By Group "Pioneers"
Background and Goal
Our project aims to explore the relationship between the stock prices of Apple Inc. in the U.S. stock market and the sentiment found in related financial news articles through sentiment analysis. We believe that analyzing the emotional tone of news content can provide valuable insights into the market performance of Apple.
To achieve this, we selected Apple’s stock prices from January 2016 to December 2024 as our financial data source. Additionally, we collected financial news articles related to Apple from February 19, 2016, to November 27, 2024, which will serve as the foundation for our sentiment analysis.

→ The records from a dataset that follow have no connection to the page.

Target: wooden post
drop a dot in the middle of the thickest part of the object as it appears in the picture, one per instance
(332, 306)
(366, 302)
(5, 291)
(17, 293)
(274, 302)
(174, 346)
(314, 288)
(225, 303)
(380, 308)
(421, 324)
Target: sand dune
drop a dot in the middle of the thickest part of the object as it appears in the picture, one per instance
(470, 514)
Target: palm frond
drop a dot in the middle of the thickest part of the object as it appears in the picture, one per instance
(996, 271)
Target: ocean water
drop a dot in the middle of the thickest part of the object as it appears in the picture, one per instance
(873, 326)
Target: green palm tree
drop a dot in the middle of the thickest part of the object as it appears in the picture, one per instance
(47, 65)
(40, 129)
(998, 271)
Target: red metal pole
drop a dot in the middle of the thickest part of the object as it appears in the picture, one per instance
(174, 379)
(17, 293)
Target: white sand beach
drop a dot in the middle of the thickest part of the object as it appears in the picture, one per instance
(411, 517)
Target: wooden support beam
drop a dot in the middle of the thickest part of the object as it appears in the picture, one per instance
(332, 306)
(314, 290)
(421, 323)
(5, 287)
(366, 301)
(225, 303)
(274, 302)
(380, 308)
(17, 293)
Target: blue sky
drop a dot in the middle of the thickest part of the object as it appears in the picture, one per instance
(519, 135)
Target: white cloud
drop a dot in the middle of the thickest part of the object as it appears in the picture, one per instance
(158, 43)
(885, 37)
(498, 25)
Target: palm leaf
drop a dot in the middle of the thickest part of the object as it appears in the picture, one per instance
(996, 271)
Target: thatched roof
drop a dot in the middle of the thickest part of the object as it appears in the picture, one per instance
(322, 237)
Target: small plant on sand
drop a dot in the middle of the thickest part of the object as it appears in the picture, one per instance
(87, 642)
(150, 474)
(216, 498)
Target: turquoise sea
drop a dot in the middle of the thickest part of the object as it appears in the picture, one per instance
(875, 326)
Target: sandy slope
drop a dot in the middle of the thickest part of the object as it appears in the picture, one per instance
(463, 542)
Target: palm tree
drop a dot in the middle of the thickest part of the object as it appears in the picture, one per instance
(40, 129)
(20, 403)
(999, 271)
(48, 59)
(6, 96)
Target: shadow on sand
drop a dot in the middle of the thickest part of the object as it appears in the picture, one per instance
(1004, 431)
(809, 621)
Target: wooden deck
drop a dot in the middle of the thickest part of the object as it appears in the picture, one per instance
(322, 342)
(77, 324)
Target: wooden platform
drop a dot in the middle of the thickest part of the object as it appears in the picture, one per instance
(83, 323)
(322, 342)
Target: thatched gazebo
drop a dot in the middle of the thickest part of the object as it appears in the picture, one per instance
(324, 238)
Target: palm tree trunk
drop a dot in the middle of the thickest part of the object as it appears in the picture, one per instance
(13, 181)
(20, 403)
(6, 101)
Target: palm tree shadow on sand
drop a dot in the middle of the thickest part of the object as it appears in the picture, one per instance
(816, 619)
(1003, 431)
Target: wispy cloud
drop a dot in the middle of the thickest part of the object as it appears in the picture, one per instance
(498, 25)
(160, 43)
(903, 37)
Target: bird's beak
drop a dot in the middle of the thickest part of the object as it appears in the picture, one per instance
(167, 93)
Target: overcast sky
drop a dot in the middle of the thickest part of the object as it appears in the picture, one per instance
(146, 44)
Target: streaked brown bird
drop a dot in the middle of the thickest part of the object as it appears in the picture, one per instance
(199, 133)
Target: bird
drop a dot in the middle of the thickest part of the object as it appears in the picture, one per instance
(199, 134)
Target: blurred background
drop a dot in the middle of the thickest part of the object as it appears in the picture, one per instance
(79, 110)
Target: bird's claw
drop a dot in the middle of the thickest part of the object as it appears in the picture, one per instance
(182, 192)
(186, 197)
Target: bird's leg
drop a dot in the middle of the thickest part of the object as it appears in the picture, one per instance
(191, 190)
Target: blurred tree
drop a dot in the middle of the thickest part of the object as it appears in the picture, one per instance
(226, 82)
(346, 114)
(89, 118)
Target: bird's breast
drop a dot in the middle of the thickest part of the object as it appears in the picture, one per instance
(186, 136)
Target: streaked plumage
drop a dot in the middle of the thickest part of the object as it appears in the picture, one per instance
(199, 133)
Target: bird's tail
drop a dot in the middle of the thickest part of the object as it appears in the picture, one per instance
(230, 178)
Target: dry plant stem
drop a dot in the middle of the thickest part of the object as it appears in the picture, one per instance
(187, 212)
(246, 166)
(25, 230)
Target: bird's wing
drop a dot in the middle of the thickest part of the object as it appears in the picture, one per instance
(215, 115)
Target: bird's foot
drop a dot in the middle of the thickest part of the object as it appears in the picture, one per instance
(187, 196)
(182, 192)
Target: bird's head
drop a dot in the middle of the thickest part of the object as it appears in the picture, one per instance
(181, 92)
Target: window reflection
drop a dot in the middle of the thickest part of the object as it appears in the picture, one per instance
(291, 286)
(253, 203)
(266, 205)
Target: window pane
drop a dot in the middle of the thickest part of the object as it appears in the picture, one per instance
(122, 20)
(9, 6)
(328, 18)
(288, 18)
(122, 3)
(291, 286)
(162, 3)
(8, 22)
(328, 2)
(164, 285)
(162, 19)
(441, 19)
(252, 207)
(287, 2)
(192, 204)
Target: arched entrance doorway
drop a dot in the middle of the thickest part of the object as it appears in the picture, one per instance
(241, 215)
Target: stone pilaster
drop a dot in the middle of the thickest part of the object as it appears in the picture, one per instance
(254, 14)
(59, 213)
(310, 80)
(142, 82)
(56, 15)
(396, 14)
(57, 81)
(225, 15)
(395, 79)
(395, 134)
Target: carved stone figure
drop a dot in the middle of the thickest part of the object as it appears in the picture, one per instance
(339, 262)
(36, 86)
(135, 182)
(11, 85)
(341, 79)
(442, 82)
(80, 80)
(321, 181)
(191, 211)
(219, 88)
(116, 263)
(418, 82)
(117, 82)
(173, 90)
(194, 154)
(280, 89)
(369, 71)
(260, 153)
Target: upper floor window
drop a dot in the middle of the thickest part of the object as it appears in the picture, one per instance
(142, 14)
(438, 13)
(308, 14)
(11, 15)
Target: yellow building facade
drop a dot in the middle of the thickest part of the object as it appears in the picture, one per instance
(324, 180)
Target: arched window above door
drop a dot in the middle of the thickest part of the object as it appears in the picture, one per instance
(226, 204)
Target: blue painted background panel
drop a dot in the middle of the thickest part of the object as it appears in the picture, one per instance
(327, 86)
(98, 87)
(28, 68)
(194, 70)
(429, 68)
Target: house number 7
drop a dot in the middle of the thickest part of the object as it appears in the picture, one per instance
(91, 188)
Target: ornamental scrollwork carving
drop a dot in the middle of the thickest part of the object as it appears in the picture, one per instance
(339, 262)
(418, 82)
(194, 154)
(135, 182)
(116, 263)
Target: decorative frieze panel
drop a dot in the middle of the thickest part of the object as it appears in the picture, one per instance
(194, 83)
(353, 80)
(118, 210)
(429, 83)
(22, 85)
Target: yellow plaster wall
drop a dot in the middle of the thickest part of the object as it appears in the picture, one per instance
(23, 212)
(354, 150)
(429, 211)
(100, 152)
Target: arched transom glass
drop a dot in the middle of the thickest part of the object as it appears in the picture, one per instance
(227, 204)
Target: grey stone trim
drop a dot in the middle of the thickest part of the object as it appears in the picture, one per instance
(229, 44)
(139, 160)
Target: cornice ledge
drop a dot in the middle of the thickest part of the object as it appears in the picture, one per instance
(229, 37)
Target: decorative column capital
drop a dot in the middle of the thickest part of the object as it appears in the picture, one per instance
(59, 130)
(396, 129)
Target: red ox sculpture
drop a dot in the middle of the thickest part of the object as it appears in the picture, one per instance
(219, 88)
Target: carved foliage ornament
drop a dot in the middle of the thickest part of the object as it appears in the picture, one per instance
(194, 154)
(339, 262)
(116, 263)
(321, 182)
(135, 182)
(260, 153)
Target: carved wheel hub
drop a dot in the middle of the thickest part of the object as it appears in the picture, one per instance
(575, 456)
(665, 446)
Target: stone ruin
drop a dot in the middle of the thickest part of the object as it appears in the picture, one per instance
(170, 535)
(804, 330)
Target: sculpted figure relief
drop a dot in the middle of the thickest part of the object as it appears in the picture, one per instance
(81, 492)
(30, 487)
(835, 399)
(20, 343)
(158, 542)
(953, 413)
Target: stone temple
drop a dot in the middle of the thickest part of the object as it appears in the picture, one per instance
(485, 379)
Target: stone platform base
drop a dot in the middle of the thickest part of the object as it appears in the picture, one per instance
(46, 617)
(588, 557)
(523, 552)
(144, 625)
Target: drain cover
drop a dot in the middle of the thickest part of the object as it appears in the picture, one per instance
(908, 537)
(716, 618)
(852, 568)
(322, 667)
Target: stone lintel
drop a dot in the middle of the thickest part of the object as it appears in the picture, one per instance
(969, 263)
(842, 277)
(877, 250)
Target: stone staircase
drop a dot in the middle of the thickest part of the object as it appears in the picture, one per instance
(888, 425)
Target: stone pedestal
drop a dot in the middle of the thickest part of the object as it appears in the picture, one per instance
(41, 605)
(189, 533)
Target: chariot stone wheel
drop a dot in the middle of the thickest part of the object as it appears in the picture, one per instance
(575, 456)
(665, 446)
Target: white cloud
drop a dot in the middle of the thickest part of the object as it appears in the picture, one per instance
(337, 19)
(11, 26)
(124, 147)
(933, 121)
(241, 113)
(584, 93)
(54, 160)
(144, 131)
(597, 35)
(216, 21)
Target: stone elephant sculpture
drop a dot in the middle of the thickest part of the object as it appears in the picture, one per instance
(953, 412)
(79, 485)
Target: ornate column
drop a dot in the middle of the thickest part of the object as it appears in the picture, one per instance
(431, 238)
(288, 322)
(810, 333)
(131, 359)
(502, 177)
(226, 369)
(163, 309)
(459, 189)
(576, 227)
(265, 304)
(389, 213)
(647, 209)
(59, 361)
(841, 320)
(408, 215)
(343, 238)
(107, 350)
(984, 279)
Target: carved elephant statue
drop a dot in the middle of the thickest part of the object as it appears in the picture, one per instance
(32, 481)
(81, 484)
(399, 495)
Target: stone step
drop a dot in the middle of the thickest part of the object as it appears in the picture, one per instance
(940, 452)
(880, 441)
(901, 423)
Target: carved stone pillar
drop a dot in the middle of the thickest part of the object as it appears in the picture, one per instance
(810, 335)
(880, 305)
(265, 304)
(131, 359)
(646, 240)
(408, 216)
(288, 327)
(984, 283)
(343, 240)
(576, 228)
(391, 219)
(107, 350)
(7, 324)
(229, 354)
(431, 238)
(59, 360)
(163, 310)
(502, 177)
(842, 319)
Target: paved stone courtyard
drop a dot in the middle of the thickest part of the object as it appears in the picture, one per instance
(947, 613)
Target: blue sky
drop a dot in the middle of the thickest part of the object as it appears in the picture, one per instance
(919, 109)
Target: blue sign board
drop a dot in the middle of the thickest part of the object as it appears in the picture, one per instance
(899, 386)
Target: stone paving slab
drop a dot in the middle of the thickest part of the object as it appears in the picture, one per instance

Furthermore, we will discuss the challenges encountered during data processing and integration to enhance data quality and analysis accuracy. We hope that this research will offer valuable insights into financial analysis, investment strategy, and market psychology.
Data Collection
In order to obtain relevant news text data of APPLE, we visited the official websites of Yahoo, StockTwits and Kaggle, analyzed the data structure of the websites, and found that the websites were dynamically refreshed and loaded. We decided to use common tools such as Selenium for text crawling. Therefore, we resorted to using the request package in Python to crawl the web page, and successfully crawled the relevant news headlines and summary information from 2016 to 2024.
A major challenge encountered is that the web page is in scrolling loading mode, so it is necessary to simulate mouse scrolling to obtain web page data, and at the same time, organize and merge the information obtained from different data sources into the report.
The detailed steps for crawling APPLE text data include:
-
Use Selenium to simulate the web page and obtain the web page source code.
-
Use BeautifulSoup to extract news headlines, time and other data.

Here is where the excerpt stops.